In the original draft of this website dating back to 2007, I had included some tenuous suggestions of how such experiments might be carried out These have now been deleted as too primitive, although technology having improved at an astonishing rate, and it should be possible to improvise some experiment along the lines described in principle above. However the practical application of technology is not a subject in which I am adept..

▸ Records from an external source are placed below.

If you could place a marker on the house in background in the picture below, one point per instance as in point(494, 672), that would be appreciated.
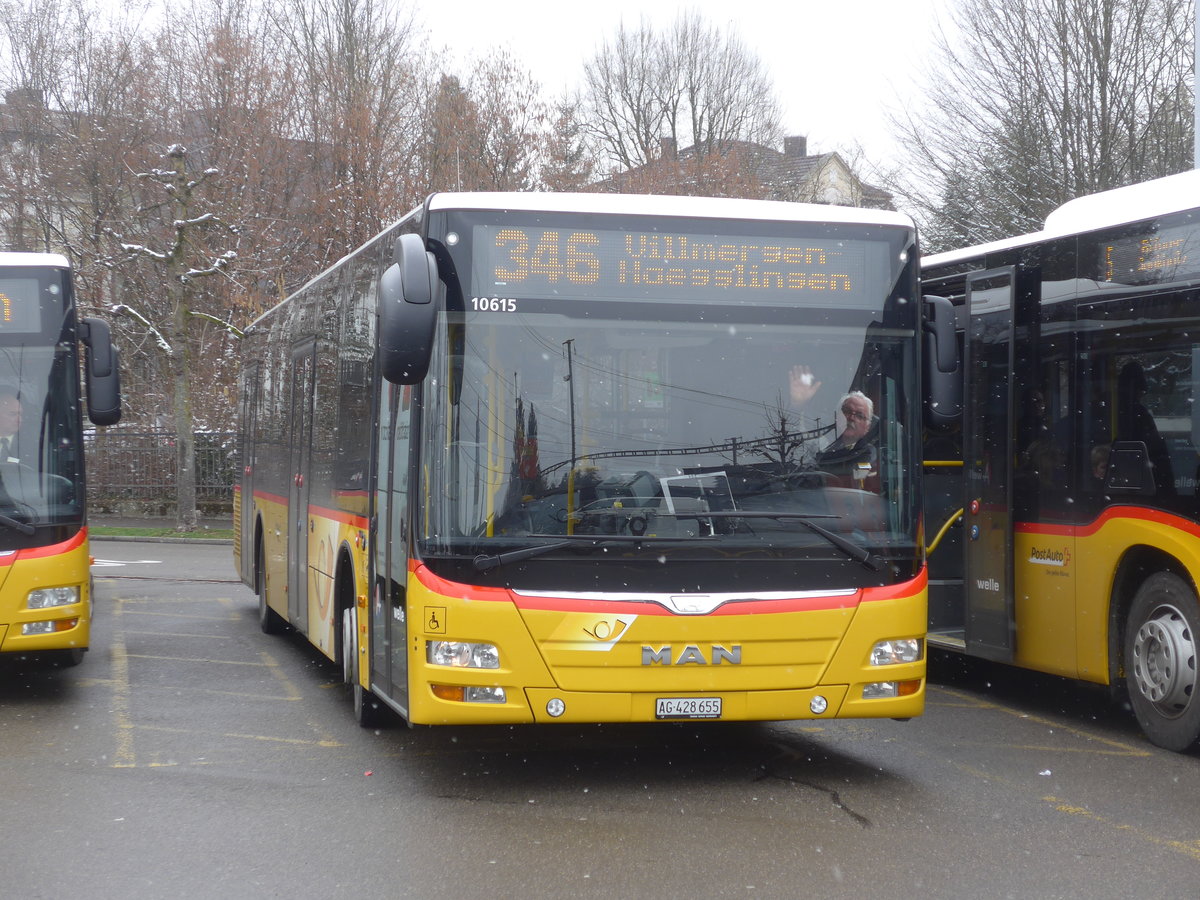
point(747, 169)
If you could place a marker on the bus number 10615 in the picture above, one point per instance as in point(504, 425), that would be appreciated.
point(493, 304)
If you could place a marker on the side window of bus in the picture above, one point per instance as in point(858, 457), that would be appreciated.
point(1145, 399)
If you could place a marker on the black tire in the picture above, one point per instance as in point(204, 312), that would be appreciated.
point(269, 621)
point(1161, 645)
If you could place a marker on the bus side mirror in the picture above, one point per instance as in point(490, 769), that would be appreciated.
point(942, 365)
point(102, 372)
point(407, 312)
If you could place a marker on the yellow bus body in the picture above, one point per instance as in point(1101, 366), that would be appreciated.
point(1066, 579)
point(591, 655)
point(58, 565)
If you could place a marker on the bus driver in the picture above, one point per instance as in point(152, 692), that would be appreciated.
point(853, 451)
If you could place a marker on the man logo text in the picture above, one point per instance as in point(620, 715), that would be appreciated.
point(691, 655)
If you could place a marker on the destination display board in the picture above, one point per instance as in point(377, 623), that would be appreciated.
point(519, 262)
point(21, 309)
point(1156, 257)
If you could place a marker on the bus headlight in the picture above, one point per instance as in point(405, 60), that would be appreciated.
point(48, 628)
point(882, 690)
point(892, 653)
point(461, 654)
point(47, 598)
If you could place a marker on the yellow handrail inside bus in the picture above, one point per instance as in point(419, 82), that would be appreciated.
point(943, 529)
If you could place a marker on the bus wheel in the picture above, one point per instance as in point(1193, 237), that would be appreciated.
point(369, 712)
point(269, 621)
point(1161, 661)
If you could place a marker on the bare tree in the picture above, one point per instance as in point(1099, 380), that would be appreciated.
point(1035, 102)
point(177, 251)
point(568, 162)
point(358, 105)
point(691, 83)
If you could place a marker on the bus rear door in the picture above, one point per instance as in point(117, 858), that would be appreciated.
point(988, 465)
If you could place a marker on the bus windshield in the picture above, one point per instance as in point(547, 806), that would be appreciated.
point(40, 448)
point(673, 395)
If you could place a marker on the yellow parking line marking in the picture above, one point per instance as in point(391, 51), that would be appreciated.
point(1119, 748)
point(1191, 849)
point(124, 755)
point(123, 611)
point(275, 670)
point(239, 736)
point(196, 659)
point(179, 634)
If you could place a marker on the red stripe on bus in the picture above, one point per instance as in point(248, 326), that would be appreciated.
point(351, 519)
point(1110, 515)
point(52, 550)
point(745, 607)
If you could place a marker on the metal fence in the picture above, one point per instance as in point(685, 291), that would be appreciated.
point(135, 472)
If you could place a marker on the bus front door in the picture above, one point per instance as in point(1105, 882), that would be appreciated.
point(304, 358)
point(988, 466)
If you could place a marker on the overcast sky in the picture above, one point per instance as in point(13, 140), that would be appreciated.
point(838, 66)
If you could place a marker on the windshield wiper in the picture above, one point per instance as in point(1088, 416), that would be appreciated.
point(855, 551)
point(484, 562)
point(23, 527)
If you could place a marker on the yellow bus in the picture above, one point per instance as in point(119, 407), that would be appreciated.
point(1075, 460)
point(575, 457)
point(45, 586)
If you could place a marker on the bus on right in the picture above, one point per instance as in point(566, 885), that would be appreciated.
point(1061, 487)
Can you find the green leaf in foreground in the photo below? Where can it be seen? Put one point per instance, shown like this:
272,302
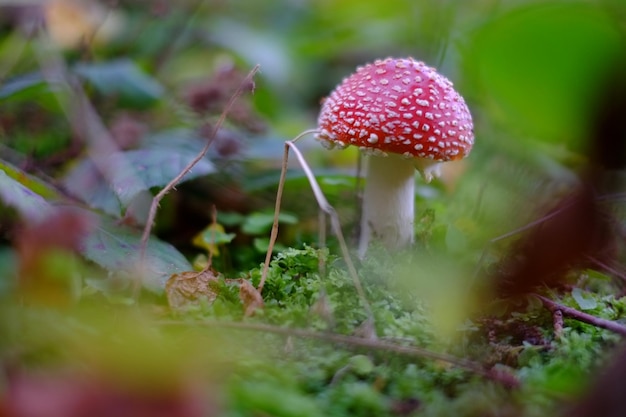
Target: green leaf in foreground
28,203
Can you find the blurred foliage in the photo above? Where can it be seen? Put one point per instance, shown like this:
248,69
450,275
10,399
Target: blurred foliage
102,103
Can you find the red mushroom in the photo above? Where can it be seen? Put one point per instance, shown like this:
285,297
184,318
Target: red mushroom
403,115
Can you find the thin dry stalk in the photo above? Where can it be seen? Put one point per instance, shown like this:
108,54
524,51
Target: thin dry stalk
580,316
512,233
325,206
170,186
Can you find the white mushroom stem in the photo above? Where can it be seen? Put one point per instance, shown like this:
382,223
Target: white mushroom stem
388,202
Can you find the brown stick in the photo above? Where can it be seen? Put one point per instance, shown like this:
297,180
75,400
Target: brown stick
157,198
367,343
580,316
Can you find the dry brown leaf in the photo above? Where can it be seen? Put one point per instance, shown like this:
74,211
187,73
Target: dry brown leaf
189,288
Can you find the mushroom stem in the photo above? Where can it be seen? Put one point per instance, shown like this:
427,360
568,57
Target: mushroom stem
388,202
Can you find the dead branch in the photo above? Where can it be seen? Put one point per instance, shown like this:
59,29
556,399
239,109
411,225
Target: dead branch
501,377
157,198
580,316
325,206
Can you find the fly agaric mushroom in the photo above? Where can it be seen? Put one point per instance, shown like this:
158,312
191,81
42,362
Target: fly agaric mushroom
403,115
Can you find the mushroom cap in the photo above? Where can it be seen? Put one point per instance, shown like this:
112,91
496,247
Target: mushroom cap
400,106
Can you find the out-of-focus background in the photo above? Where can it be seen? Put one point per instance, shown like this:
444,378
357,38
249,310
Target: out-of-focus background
146,82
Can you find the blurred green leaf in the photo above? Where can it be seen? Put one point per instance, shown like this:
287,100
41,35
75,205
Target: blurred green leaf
132,172
116,248
31,88
32,183
584,302
123,80
539,66
28,203
258,223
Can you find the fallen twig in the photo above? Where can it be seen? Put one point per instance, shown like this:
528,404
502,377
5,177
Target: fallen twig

However there is one of my early proposals which I have not deleted which I describe as the hollow Sphere test, and which is set out briefly below. This is because of its correspondence with the Absorber theory of Feynman and Wheeler described elsewhere on this site. This implies that the universe is opaque so that it must be bounded and finite. I take this to imply it can only be a sphere, and presumably expanding out at light speed, as we have to assume the observable universe must be doing.

Hollow sphere test

To test this a further simple experiment at once suggests itself. If an oscillating charge source were placed inside a hollow conductor sphere so that all the energy transmitted to the sphere through instantaneous induction could be measured, there might turn out to be a tiny shortfall indicating energy loss between the work done by the oscillating source and that absorbed on the sphere. That deficiency would be accounted for by the potential for transmission of energy to other times in that location. This potential might depend on how long the sphere was to remain in that location and whether that potential were taken up in the future, or not. Again the more structured the oscillation of the charge the more should there be a potential for this resonance through time effect.

All the above proposals bring into play the possibility of acausal phenomena, and indeed, if some of the effects anticipated by the experiments were to result, it would be simple then to set up variations on the experimental theme which might then operate as very basic precognitive devices. However, this would probably depend on whether any energy, as discussed in the preceding paragraph, had the potential to be transmitted to the future and then a measurement made in the present of whether that energy were absorbed at some future time or not. Such a discussion would introduce a number of philosophical implications, which are beyond the scope of this paper.